The Cu, Zn Superoxide Dismutase: Not Only a Dismutase Enzyme

The Cu,Zn superoxide dismutase (SOD1) is an ubiquitary cytosolic dimeric carbohydrate free molecule, belonging to a family of isoenzymes involved in the scavenger of superoxide anions. This effect certainly represents the main and well known function ascribed to this enzyme. Here we highlight new aspects of SOD1 physiology that point out some inedited effects of this enzyme in addition to the canonic role of oxygen radical enzymatic dismutation. In the last two decades our research group produced many data obtained in in vitro studies performed in many cellular lines, mainly neuroblastoma SK-N-BE cells, indicating that this enzyme is secreted either constitutively or after depolarization induced by high extracellular K+ concentration.

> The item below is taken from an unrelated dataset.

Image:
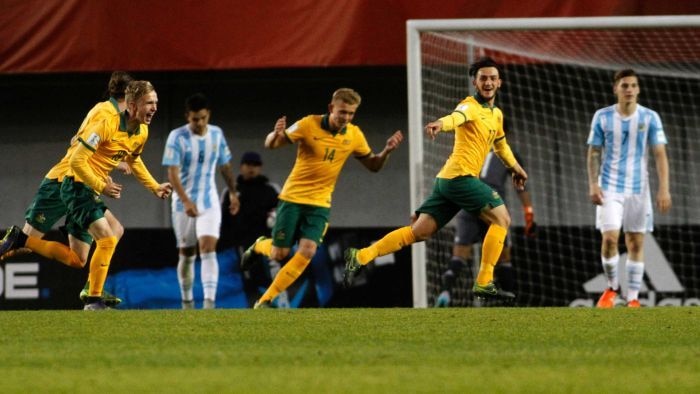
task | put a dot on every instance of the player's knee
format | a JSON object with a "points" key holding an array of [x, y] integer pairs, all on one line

In addition, we gave many experimental evidences showing that SOD1 is able to stimulate, through muscarinic M1 receptor, pathways involving ERK1/2, and AKT activation. These effects are accompanied with an intracellular calcium increase. In the last part of this review we describe researches that link deficient extracellular secretion of mutant SOD1(G93A) to its intracellular accumulation and toxicity in NSC-34 cells. Alternatively, SOD1(G93A) toxicity has been attributed to a decrease of K-m for H2O2 with consequent OH radical formation. Interestingly, this last inedited effect of SOD1(G93A) could represent a gain of function that could be involved in the pathogenesis of familial Amyotrophic Lateral Sclerosis (fALS).